Currently, insurers believe that narrow or “skinny” networks are necessary to reduce cost. There is scant evidence that this strategy is effective in reducing costs, and substantiated evidence that it reduces patient access to care and causes surprise bills. An unexpected bill from an out-of-network provider can be disturbing and stressful. But, as insurers continue to pursue narrowing networks in an attempt to reduce their costs and maintain their profit margins, more and more patients may receive a surprise bill.

Several states have proactively sought to address surprise billing. A recently passed New York law holds patients harmless from surprise emergency care bills. It allows patients to assign their benefits to their insurer for other surprise bills, thus removing them from the entire process unless the provider and insurer can agree on payment and initiate a mediation process.

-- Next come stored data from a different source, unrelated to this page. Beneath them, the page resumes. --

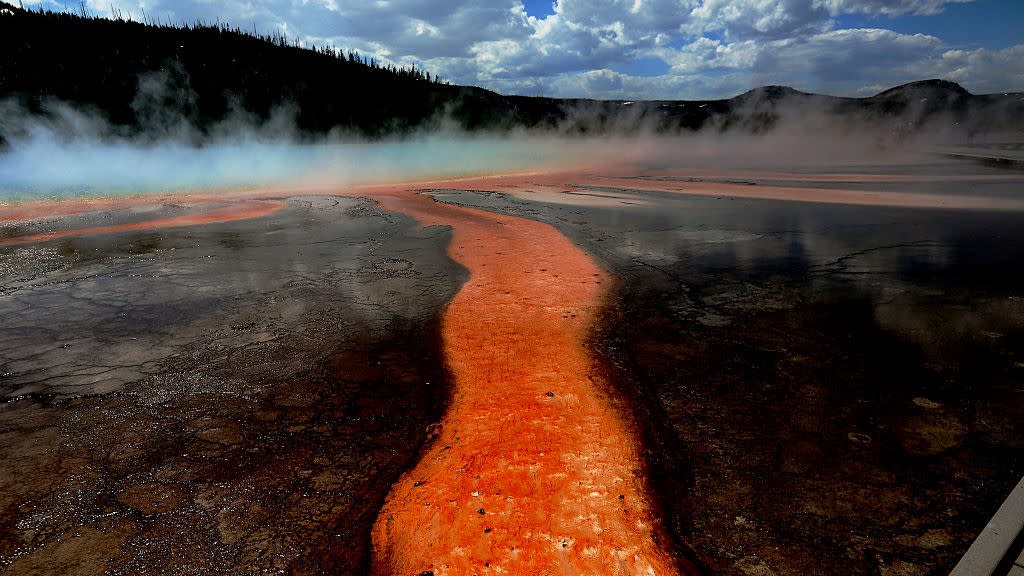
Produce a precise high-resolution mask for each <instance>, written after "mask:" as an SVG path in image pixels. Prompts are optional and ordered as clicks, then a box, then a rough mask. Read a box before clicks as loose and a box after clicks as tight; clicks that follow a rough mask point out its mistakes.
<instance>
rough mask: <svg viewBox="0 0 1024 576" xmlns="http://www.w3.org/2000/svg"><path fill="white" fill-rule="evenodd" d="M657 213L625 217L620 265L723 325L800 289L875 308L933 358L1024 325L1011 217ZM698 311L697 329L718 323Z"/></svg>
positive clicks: (898, 214)
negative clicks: (870, 303)
mask: <svg viewBox="0 0 1024 576" xmlns="http://www.w3.org/2000/svg"><path fill="white" fill-rule="evenodd" d="M658 204H659V206H656V207H654V208H653V209H651V210H649V211H646V212H644V213H643V214H638V215H637V216H633V217H629V216H626V218H625V220H624V221H622V224H621V225H622V228H624V229H626V230H624V231H623V233H622V235H621V238H620V240H618V241H617V242H616V243H615V245H614V246H615V247H614V251H613V255H614V256H615V257H618V258H623V259H626V260H633V261H635V262H637V263H643V264H649V265H652V266H656V268H657V269H659V270H662V271H665V272H667V273H668V274H671V275H673V276H674V277H676V278H678V279H679V280H680V281H682V282H684V283H685V284H687V285H688V286H689V287H690V288H691V289H693V291H691V292H690V294H689V296H688V298H687V301H689V302H691V304H693V305H697V306H710V308H713V310H714V311H717V312H716V313H715V314H719V315H721V314H725V315H727V316H728V315H731V314H732V312H730V311H736V310H739V308H746V310H771V308H776V307H777V305H776V304H778V303H780V302H788V304H787V305H793V304H794V302H793V300H791V299H788V296H787V292H790V291H792V290H794V289H796V290H798V292H799V293H801V294H803V296H802V297H803V298H804V299H805V300H810V301H814V300H819V299H826V300H835V299H844V298H867V299H868V300H869V301H871V302H872V303H873V310H874V316H876V320H877V321H878V322H879V323H880V324H881V325H882V326H883V327H884V328H886V329H888V330H892V331H894V332H898V333H900V334H901V335H903V336H904V337H907V338H910V339H912V340H913V341H915V342H918V343H919V344H921V345H923V346H924V347H925V349H926V351H928V352H929V354H931V355H941V354H945V352H946V349H947V348H948V347H949V346H950V345H951V342H954V341H959V340H962V339H963V338H965V337H970V338H977V337H998V335H999V334H1002V333H1005V332H1006V331H1007V330H1010V329H1011V328H1012V327H1014V326H1020V325H1022V324H1024V301H1022V300H1019V299H1015V295H1014V294H1013V293H1012V292H1009V293H1008V290H1011V291H1012V290H1013V287H1014V286H1015V285H1016V284H1015V283H1014V282H1013V281H1012V278H1011V277H1012V275H1014V274H1016V273H1014V272H1013V271H1012V270H1006V269H1008V268H1010V266H1006V265H1002V264H1000V262H1002V261H1004V260H1008V261H1010V260H1013V259H1014V258H1015V256H1014V255H1013V254H1014V253H1015V252H1014V250H1017V248H1016V247H1017V246H1020V245H1022V244H1021V243H1020V242H1019V240H1020V239H1019V238H1017V237H1018V236H1020V233H1018V232H1017V231H1016V228H1017V227H1016V224H1015V223H1014V218H1013V216H1012V215H1004V214H999V213H989V214H965V213H957V212H952V211H950V212H938V211H928V210H906V209H892V208H882V207H872V208H865V207H848V206H820V205H818V206H815V205H807V204H803V205H801V204H794V203H772V202H744V201H734V202H732V201H729V202H726V201H721V200H719V201H711V200H709V201H707V202H703V203H692V202H691V203H688V205H687V208H686V209H683V210H676V209H673V201H672V200H664V199H663V200H660V201H658ZM620 217H621V218H622V217H623V215H622V214H621V215H620ZM641 220H642V223H641ZM989 237H990V238H989ZM986 238H988V240H985V239H986ZM986 242H987V244H986ZM1000 250H1001V252H1000ZM1000 253H1001V255H998V254H1000ZM992 254H995V255H994V256H993V255H992ZM986 258H989V259H986ZM991 258H995V259H991ZM1000 258H1001V259H1000ZM986 275H987V276H986ZM986 278H987V280H986ZM1007 279H1010V281H1008V280H1007ZM986 282H989V283H990V284H991V285H992V286H994V287H995V288H994V289H993V292H992V293H991V295H990V296H986V295H985V291H984V290H980V289H978V288H977V287H978V286H984V285H985V283H986ZM690 298H692V299H690ZM965 302H970V305H964V303H965ZM691 304H687V306H690V305H691ZM690 310H691V311H692V312H694V313H696V315H697V316H695V317H694V318H695V319H697V320H700V319H702V318H705V317H703V316H700V315H705V316H707V314H706V313H708V311H703V312H700V311H697V310H694V308H690ZM712 320H714V322H713V324H716V323H717V324H719V325H724V324H726V322H724V321H723V320H722V319H721V318H719V317H715V318H713V319H712ZM700 321H701V322H702V320H700ZM985 334H988V336H984V335H985ZM979 335H981V336H979Z"/></svg>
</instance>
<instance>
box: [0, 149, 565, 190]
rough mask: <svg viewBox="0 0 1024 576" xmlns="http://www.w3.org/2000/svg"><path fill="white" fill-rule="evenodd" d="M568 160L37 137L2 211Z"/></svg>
mask: <svg viewBox="0 0 1024 576" xmlns="http://www.w3.org/2000/svg"><path fill="white" fill-rule="evenodd" d="M568 151H569V147H566V146H564V145H563V143H562V142H559V141H556V140H551V139H529V138H526V139H521V138H520V139H515V140H512V139H507V138H494V137H488V138H482V137H481V138H469V137H460V138H441V137H429V138H419V139H409V140H400V141H383V142H345V143H323V145H300V143H293V142H288V141H267V140H245V139H234V140H226V141H220V142H214V143H211V145H208V146H205V147H203V148H195V147H190V146H187V145H183V143H179V142H164V143H155V145H145V146H140V145H135V143H131V142H126V141H115V142H96V141H87V140H73V141H58V140H56V139H54V138H46V137H37V138H33V139H30V140H24V141H19V142H15V143H14V146H12V147H10V149H9V150H8V151H7V152H6V153H3V154H0V202H17V201H23V200H34V199H35V200H40V199H58V198H68V197H81V196H86V197H108V196H120V195H140V194H147V193H166V192H171V191H188V190H206V191H209V190H210V189H217V188H239V187H257V186H269V184H276V183H283V182H289V183H292V182H299V183H302V182H310V183H317V184H323V183H328V184H331V186H342V187H343V186H345V184H355V183H364V182H372V181H380V180H395V179H412V178H422V177H433V176H454V175H462V174H467V175H468V174H478V173H485V172H493V171H497V170H503V171H508V170H526V169H535V168H543V167H546V166H551V165H554V164H558V163H562V162H565V161H566V160H570V159H571V158H572V153H570V152H568ZM577 154H579V153H577Z"/></svg>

In Texas, through several legislative sessions, significant public policy measures have been passed to prevent and address proactively unexpected bills:

  • Insurers must maintain an adequate network of physicians and providers
  • Patients can initiate mediation for surprise bills over $500
  • Insurers must have current online network directories of physicians and other providers in the network and must be updated monthly
  • Insurers must disclosure to the patient the network status of all providers of care.

The mediation provision is important – and it works. A 2016 GfK Knowledge Networks survey of 721 individuals found that 19% of surprise or out-of-network bills were subsequently negotiated with the provider of services, and one half of these individuals were successful in lowering their costs.

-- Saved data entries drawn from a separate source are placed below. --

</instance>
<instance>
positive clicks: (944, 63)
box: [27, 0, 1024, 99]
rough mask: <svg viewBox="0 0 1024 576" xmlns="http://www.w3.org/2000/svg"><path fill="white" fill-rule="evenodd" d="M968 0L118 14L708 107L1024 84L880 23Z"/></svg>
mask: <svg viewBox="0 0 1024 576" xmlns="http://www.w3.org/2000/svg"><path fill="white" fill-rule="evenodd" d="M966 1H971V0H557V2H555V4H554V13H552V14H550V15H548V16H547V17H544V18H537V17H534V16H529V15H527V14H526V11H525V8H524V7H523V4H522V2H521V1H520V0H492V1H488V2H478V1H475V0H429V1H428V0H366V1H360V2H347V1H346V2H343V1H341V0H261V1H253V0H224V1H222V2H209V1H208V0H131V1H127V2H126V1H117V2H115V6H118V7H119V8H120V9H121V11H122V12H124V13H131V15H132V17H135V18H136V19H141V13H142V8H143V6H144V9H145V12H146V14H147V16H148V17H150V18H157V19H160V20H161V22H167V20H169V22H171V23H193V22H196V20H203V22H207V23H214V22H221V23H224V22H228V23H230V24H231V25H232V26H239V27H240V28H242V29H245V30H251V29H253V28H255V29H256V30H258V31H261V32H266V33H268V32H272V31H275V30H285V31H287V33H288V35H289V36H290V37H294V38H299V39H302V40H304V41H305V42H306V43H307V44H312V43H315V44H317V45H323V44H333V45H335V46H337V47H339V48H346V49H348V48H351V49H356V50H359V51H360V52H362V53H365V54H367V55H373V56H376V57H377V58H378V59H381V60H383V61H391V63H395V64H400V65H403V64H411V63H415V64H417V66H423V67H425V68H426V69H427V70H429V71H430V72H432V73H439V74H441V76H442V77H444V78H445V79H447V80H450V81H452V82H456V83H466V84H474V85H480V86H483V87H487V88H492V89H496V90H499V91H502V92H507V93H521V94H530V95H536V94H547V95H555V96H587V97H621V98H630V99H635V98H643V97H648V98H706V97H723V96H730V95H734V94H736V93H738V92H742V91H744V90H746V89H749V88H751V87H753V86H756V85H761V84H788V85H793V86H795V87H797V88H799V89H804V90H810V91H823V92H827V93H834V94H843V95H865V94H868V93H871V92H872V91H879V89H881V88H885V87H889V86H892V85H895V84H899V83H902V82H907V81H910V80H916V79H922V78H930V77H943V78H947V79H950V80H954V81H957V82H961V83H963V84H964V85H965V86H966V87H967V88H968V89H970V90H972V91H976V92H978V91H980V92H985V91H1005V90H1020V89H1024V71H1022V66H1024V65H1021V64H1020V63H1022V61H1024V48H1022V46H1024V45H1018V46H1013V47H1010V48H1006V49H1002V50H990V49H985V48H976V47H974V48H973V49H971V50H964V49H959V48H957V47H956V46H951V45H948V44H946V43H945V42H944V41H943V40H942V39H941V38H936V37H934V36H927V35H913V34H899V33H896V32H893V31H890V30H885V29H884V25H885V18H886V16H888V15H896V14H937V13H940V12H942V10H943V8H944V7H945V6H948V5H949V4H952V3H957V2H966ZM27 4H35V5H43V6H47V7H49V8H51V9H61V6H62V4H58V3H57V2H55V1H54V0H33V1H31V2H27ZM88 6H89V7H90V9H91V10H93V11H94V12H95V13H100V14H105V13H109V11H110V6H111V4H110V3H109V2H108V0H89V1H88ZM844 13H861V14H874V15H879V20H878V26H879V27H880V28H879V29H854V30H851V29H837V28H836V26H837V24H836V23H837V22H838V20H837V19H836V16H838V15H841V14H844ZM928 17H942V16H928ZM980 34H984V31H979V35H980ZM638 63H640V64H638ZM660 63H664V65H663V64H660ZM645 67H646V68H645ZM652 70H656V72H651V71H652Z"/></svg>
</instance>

Emergency care is almost never planned for, and both federal and state laws require physicians to treat and stabilize a patient regardless of their ability to pay (which is an unfunded mandate on physicians). To address that, the Texas Department of Insurance implemented a rule on out-of-network emergency care that is fair for both the patient and physician. Should an insured patient seek emergency medical care that ends up being out-of-network, the patient's insurance carrier is required to pay the physician the usual and customary charge. This protects both the patient and the physician from the narrowing of networks for emergency care, which is often one of the most expensive forms of care.

Other states have taken more drastic steps by banning out-of-network bills for non-emergency services. Unfortunately, this extreme step rewards the insurance company that is likely offering an inadequate contract while punishing the physician for refusing to accept an insurers’ deeply discounted rate. In this way, a ban incentivizes the insurance companies to have narrow emergency care networks, which alleviates their accountability to pay for care.

The blanket term “transparency” is often used when describing out-of-network billing, surprise billing, balance billing and network adequacy. Transparency requires honest and up-front answers to the following questions:

  • Is the physician or provider in network?
  • What is the price for the services rendered?
  • What will the insurers responsibility be, and what will they require the patient to pay?
  • What amount will the provider be paid for the services rendered?

All of these questions must be answered to address and put an end to the issue of surprise bills.